Re: [xml] xmlCheckUTF8-problem (bugfix) [signed]

Julius Mittenzwei [c] said:
Hi again,

i tried to trace the Problem a bit.

A valid 2-byte utf8 char must be something like:

110xxxxx 10xxxxxx (

I would suggest to change this line:

      if ((c & 0xc0) != 0x80 || (utf[ix + 1] & 0xc0) != 0x80)
      if ((c & 0xe0) != 0xc0  || ( utf[ix + 1] & 0xc0 ) != 0x80 )

it "ands" the "c" with 11100000=0xe0 to get the first 3 bits.
If this is exactly  11000000=0xc0 you can be sure, that the byte starts
with "110".


hmmm...  I'm afraid I can't agree with that.  Remember that UTF8 data is a
"string" which can be 1, 2, 3 or even 4 bytes long (rfc3629).  So, for a
3-byte string the value "0xe0" is equally valid :-(.
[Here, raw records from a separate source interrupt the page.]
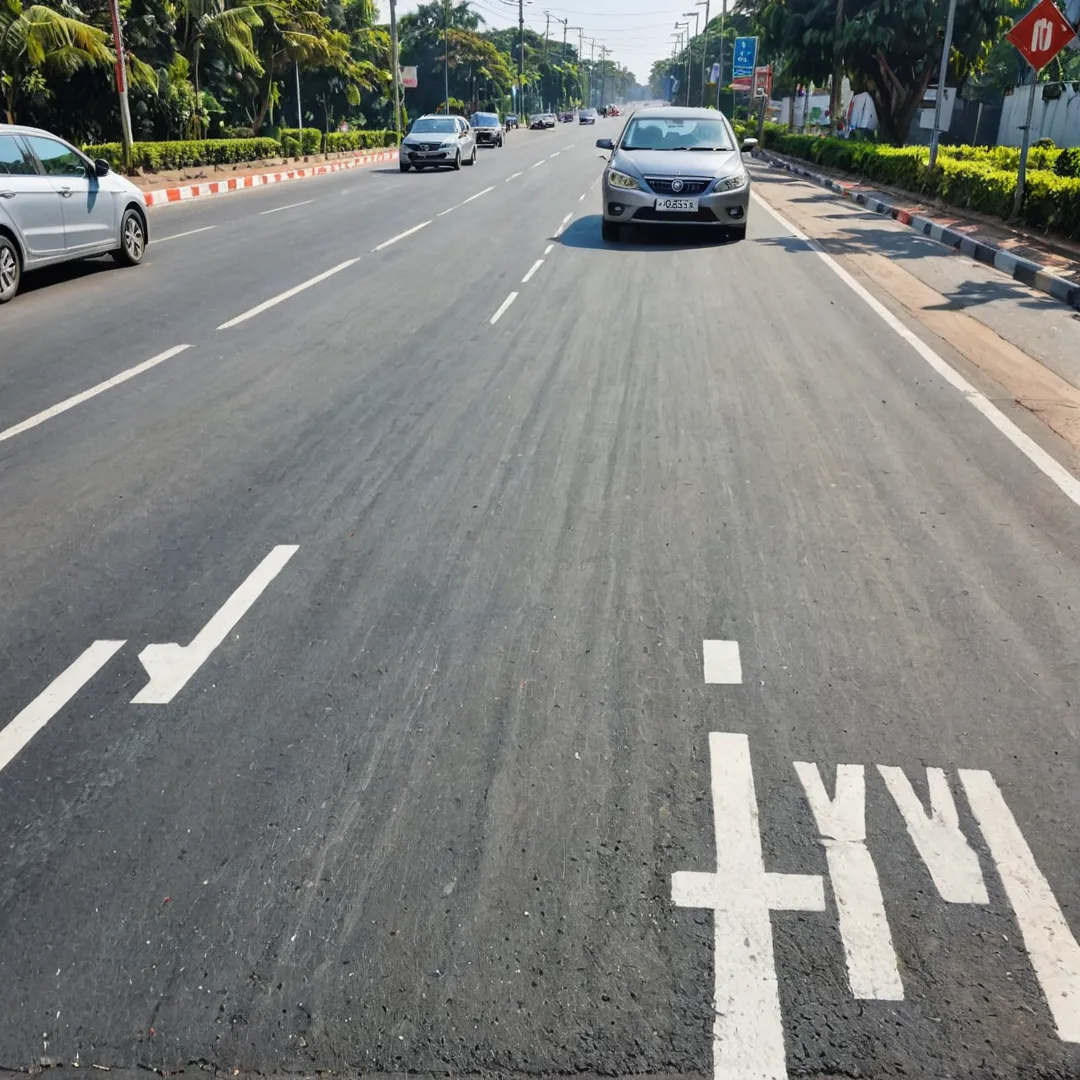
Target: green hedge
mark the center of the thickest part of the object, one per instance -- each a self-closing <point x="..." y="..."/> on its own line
<point x="180" y="154"/>
<point x="340" y="142"/>
<point x="982" y="179"/>
<point x="297" y="144"/>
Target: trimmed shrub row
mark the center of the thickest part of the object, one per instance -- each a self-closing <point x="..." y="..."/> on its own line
<point x="967" y="177"/>
<point x="156" y="157"/>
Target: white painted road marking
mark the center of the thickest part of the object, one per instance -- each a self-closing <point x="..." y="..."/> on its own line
<point x="721" y="662"/>
<point x="1043" y="461"/>
<point x="478" y="193"/>
<point x="401" y="235"/>
<point x="92" y="392"/>
<point x="171" y="665"/>
<point x="502" y="308"/>
<point x="1054" y="953"/>
<point x="288" y="206"/>
<point x="31" y="719"/>
<point x="536" y="266"/>
<point x="266" y="305"/>
<point x="747" y="1029"/>
<point x="936" y="836"/>
<point x="180" y="235"/>
<point x="864" y="929"/>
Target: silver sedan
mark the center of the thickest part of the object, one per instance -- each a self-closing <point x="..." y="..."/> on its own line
<point x="676" y="166"/>
<point x="56" y="205"/>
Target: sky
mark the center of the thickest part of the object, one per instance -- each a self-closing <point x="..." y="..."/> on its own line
<point x="637" y="31"/>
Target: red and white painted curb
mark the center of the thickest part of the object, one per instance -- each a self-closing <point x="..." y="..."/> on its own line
<point x="163" y="196"/>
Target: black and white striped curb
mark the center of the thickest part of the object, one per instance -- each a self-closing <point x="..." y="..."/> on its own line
<point x="1023" y="270"/>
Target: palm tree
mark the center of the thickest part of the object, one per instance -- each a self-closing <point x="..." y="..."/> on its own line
<point x="228" y="30"/>
<point x="37" y="39"/>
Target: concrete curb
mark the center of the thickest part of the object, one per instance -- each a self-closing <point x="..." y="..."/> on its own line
<point x="163" y="196"/>
<point x="1023" y="270"/>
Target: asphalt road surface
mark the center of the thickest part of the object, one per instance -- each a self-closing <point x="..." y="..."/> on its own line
<point x="481" y="649"/>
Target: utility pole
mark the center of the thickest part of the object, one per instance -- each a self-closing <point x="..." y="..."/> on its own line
<point x="946" y="49"/>
<point x="446" y="56"/>
<point x="834" y="102"/>
<point x="125" y="116"/>
<point x="704" y="51"/>
<point x="395" y="63"/>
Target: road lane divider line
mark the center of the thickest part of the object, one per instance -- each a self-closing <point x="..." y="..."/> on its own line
<point x="1050" y="944"/>
<point x="478" y="193"/>
<point x="92" y="392"/>
<point x="281" y="297"/>
<point x="180" y="235"/>
<point x="721" y="662"/>
<point x="1040" y="458"/>
<point x="289" y="206"/>
<point x="171" y="665"/>
<point x="31" y="719"/>
<point x="536" y="266"/>
<point x="502" y="308"/>
<point x="401" y="235"/>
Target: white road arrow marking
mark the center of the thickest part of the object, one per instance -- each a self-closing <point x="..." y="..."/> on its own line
<point x="31" y="719"/>
<point x="747" y="1029"/>
<point x="171" y="665"/>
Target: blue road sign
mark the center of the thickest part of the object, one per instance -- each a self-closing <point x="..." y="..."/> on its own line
<point x="745" y="58"/>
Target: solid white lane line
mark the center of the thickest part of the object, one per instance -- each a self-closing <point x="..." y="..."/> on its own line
<point x="92" y="392"/>
<point x="478" y="193"/>
<point x="536" y="266"/>
<point x="31" y="719"/>
<point x="171" y="665"/>
<point x="721" y="662"/>
<point x="402" y="235"/>
<point x="502" y="308"/>
<point x="1043" y="461"/>
<point x="1054" y="953"/>
<point x="289" y="206"/>
<point x="266" y="305"/>
<point x="179" y="235"/>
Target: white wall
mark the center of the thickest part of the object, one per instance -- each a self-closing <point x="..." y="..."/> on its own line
<point x="1058" y="120"/>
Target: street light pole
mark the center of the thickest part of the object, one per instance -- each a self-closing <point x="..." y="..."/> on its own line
<point x="946" y="49"/>
<point x="704" y="51"/>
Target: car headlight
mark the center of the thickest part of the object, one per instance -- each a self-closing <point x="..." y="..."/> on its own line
<point x="618" y="179"/>
<point x="732" y="181"/>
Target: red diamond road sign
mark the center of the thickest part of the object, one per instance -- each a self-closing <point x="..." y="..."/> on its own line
<point x="1041" y="34"/>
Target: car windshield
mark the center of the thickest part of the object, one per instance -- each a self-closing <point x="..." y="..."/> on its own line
<point x="663" y="133"/>
<point x="439" y="125"/>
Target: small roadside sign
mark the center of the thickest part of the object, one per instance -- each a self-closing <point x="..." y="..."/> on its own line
<point x="1041" y="34"/>
<point x="744" y="58"/>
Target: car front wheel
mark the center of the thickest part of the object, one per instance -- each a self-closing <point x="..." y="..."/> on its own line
<point x="11" y="269"/>
<point x="132" y="239"/>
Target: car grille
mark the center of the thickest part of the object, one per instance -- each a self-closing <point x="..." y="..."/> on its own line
<point x="704" y="216"/>
<point x="663" y="187"/>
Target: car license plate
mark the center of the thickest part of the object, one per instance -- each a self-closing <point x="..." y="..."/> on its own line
<point x="672" y="204"/>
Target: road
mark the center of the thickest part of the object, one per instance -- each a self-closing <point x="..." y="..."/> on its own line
<point x="480" y="648"/>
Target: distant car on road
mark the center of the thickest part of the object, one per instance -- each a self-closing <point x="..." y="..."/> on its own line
<point x="487" y="129"/>
<point x="437" y="142"/>
<point x="56" y="205"/>
<point x="676" y="166"/>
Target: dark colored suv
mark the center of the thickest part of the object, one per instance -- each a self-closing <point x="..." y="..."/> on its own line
<point x="487" y="127"/>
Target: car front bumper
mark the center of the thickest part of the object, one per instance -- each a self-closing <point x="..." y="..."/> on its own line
<point x="718" y="210"/>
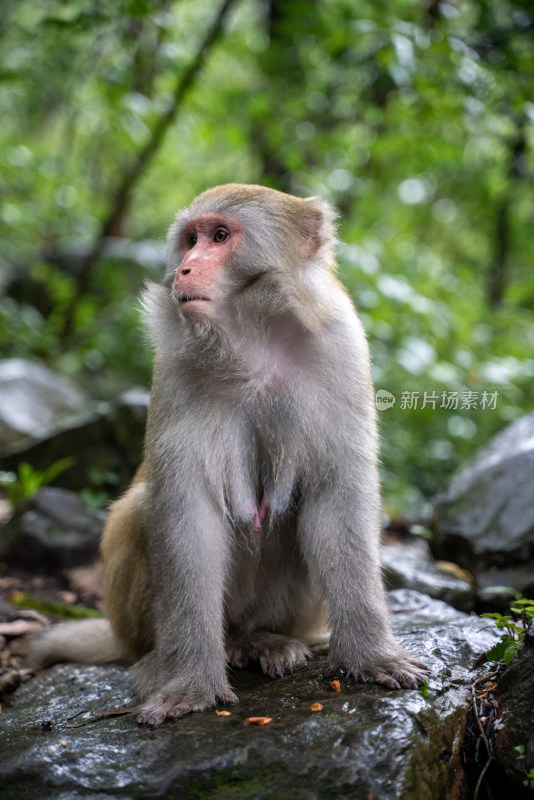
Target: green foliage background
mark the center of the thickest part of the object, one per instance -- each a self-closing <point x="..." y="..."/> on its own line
<point x="415" y="118"/>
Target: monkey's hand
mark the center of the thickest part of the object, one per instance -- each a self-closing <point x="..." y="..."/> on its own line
<point x="401" y="672"/>
<point x="171" y="703"/>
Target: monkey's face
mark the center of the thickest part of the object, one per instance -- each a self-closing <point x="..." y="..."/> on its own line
<point x="203" y="282"/>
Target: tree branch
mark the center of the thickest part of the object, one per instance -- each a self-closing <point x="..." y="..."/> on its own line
<point x="132" y="173"/>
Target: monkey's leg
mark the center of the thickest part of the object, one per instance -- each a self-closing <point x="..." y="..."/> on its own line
<point x="186" y="670"/>
<point x="277" y="654"/>
<point x="339" y="539"/>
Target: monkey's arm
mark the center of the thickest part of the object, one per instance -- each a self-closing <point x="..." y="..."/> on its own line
<point x="339" y="536"/>
<point x="186" y="670"/>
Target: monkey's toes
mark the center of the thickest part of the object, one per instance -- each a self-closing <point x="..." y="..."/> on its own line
<point x="157" y="709"/>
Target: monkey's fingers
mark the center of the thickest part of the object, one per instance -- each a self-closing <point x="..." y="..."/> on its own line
<point x="156" y="710"/>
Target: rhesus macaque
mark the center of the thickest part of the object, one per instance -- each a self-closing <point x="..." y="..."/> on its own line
<point x="255" y="518"/>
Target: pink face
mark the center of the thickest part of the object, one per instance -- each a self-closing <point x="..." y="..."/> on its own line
<point x="206" y="243"/>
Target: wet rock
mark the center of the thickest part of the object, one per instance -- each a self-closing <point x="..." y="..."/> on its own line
<point x="515" y="732"/>
<point x="405" y="568"/>
<point x="485" y="519"/>
<point x="367" y="741"/>
<point x="52" y="530"/>
<point x="34" y="401"/>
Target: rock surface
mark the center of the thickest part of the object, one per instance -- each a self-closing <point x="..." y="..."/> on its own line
<point x="405" y="568"/>
<point x="366" y="742"/>
<point x="106" y="446"/>
<point x="52" y="530"/>
<point x="34" y="401"/>
<point x="485" y="520"/>
<point x="515" y="695"/>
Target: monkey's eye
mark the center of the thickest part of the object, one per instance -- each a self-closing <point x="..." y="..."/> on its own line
<point x="221" y="235"/>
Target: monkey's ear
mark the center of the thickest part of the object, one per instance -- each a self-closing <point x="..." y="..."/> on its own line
<point x="318" y="225"/>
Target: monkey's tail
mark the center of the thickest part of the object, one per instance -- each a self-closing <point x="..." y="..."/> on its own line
<point x="89" y="641"/>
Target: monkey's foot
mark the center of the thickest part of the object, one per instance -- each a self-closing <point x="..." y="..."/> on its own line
<point x="169" y="705"/>
<point x="277" y="654"/>
<point x="402" y="673"/>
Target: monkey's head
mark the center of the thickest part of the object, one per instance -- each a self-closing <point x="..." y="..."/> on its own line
<point x="246" y="249"/>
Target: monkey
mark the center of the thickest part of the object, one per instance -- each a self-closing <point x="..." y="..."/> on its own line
<point x="254" y="520"/>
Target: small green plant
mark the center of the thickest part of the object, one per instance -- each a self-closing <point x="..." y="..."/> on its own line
<point x="514" y="627"/>
<point x="27" y="482"/>
<point x="529" y="779"/>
Despite this minor disagreement, I totally agree with you that there is a
problem, and it needs to be fixed.  I did a little "history checking" and
found that this particular line of code was recently changed, and the change
was because of  Very
unfortunately, as you have pointed out, our fix for that bug was not totally
satisfactory :-\.

I have re-examined that area of coding, and have (hopefully) enhanced it to a
state where it should take care of all of the different cases correctly
(basically I changed the first half of the above 'if' to check equal to 0xc0).
 I also added several comments along the way to show what I (think) I'm doing
:-).  Could you check out the revised routine from CVS and see if it solves
your case satisfactorily?  Thanks for the report, and for your help!